Differences were analysed among the CMS line L17A and its maintainer line L17B, the sterile plant L18A and the fertile plant
L18B of the GMS line L18AB and the genic sterile plant (GCDMS HA) and cytoplasmic sterile plant (GCDMS BA) of GCDA 1, a genic and cytoplasmic double MS (GCDMS) line in their
enzymatic activity and isoenzyme patterns. CAT activity decreased significantly with bud development in all the three types of male sterility, while POD activity remained little changed. POD activity in GCDMS HA was similar to that in L18A, being highly significantly stronger than that in L17A and L17B and significantly higher than that in GCDMS BA and L18B. CAT activity in L17A was same as that in GCDMS HA, being highly significantly stronger than that in L17B and L18A and significantly higher than that in of GCDMS BA and L18B. In the early period of bud development, no significant difference was observed between CMS and GCDMS in their isoenzyme patterns though POD activity appeared low in GCDMS HA and GCDMS BA as compared with that in CMS and GMS lines. In the late period of bud development, the isoenzyme patterns and activity of POD became quite similar in all genotypes. The isoenzyme patterns of EST of the CMS lines were markedly distinguishable from those of the GMS or GCDMS lines, the former having three slowly moving bands in the small buds while the latter having none.
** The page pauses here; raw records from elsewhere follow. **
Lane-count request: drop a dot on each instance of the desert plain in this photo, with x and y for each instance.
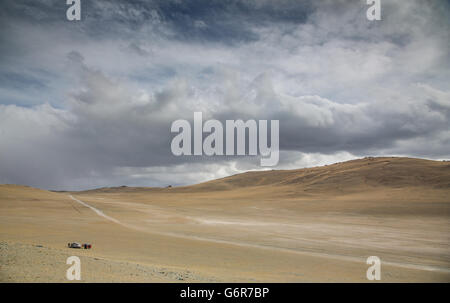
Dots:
(306, 225)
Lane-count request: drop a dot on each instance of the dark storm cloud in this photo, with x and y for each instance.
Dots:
(90, 103)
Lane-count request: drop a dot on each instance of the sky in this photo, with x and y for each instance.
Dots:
(90, 103)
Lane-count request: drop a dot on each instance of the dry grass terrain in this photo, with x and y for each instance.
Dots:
(315, 224)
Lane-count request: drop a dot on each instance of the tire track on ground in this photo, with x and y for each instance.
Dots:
(286, 250)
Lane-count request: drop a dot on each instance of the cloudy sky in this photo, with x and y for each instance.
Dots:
(90, 103)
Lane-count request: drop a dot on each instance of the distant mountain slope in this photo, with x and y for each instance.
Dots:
(351, 176)
(362, 173)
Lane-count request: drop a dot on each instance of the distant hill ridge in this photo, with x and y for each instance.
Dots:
(369, 172)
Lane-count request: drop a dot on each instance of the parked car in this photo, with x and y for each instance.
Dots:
(74, 245)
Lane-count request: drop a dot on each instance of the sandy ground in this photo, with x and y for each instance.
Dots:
(312, 225)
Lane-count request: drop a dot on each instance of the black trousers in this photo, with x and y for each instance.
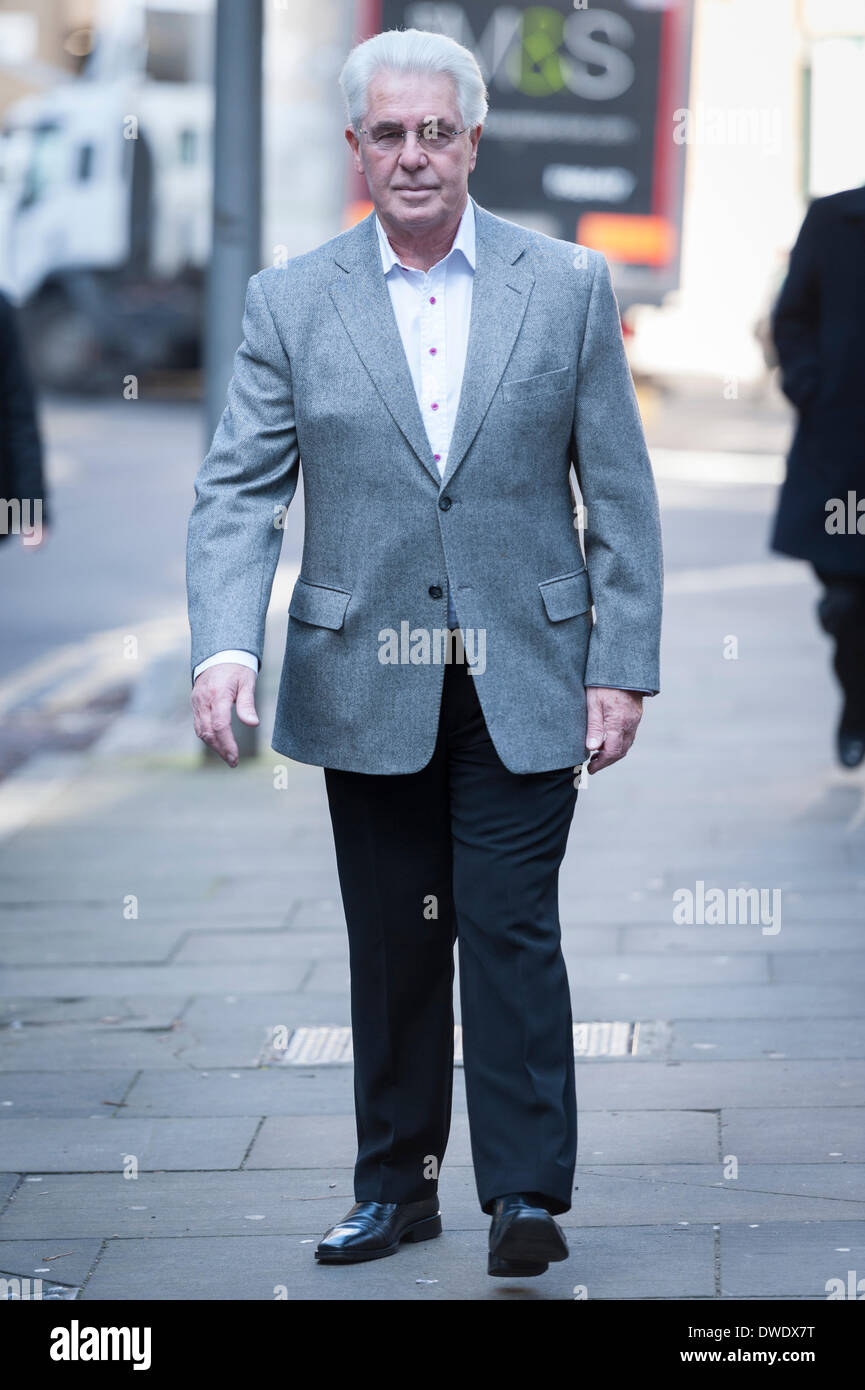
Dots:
(842, 613)
(463, 851)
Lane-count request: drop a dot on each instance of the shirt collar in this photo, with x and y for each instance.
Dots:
(465, 242)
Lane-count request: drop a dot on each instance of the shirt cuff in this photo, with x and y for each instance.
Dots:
(634, 688)
(239, 658)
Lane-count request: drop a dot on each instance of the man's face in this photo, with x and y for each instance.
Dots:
(415, 189)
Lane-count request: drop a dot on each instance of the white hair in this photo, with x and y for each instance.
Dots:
(413, 50)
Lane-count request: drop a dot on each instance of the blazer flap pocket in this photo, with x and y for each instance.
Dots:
(566, 597)
(319, 605)
(541, 385)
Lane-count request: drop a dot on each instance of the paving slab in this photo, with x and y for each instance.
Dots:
(773, 1039)
(791, 1258)
(68, 1262)
(618, 1262)
(89, 1146)
(210, 1204)
(684, 1136)
(127, 1011)
(159, 979)
(837, 936)
(810, 1136)
(702, 1001)
(252, 945)
(764, 1083)
(63, 1093)
(263, 1091)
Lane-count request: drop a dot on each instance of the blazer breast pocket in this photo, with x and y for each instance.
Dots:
(566, 595)
(531, 388)
(319, 605)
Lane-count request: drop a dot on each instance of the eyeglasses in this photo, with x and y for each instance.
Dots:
(431, 136)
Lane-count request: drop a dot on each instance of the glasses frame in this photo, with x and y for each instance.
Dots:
(374, 141)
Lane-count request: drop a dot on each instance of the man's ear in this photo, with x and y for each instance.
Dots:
(474, 136)
(355, 146)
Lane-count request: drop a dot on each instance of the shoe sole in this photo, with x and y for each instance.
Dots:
(529, 1241)
(513, 1268)
(426, 1229)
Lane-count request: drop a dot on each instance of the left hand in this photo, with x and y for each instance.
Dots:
(612, 723)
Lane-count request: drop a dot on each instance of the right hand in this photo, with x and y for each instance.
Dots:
(213, 694)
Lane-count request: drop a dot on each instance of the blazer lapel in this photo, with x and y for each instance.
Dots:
(363, 303)
(499, 296)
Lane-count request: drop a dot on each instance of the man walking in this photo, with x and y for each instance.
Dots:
(437, 371)
(819, 334)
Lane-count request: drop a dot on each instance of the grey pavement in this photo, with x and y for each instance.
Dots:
(170, 925)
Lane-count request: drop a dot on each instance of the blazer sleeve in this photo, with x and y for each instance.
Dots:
(796, 316)
(622, 533)
(242, 492)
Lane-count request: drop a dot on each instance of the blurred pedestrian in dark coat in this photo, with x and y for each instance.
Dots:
(819, 334)
(22, 494)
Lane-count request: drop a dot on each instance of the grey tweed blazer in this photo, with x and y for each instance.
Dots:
(321, 382)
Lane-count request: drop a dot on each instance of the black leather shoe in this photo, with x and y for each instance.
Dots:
(372, 1230)
(523, 1239)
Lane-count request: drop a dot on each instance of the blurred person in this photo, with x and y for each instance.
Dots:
(819, 335)
(22, 494)
(438, 370)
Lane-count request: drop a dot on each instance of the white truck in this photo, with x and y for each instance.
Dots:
(104, 202)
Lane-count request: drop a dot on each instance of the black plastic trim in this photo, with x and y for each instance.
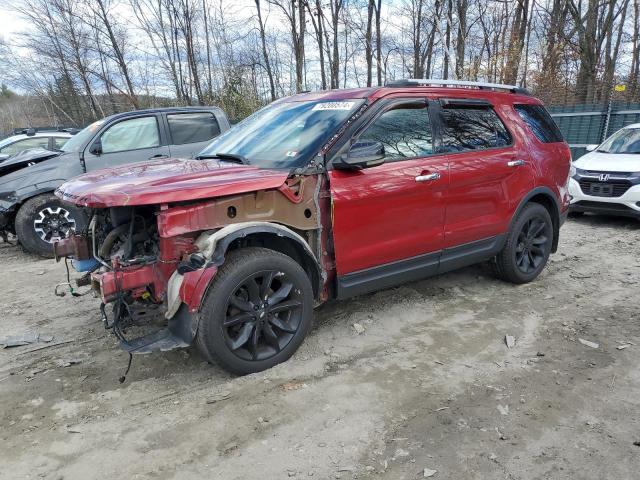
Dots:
(417, 268)
(388, 275)
(470, 253)
(606, 208)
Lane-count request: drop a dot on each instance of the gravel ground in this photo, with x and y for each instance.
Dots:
(429, 383)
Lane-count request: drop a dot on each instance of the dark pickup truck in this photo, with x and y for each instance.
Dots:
(28, 207)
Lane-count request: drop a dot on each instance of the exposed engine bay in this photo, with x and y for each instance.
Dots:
(151, 265)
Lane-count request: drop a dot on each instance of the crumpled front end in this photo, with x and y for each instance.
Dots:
(152, 265)
(128, 265)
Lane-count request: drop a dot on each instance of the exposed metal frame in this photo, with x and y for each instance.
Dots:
(457, 83)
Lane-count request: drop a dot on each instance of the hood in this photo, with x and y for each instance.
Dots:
(609, 162)
(26, 158)
(167, 181)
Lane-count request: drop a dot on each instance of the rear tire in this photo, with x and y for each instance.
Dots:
(45, 219)
(257, 312)
(528, 246)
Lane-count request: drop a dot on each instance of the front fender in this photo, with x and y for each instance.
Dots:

A band with medium moving speed was noticed in the EST enzyme pattern of GMS, which had a higher activity than that in CMS or GCDMS lines. However, more similarity appeared as the bud grew, and their differences were manifested only in migration rate. The expression of POD and EST enzymatic activity and isoenzyme patterns of CMS, GMS and GCDMS indicate that interactions exist between the GMS and CMS sterile gene systems.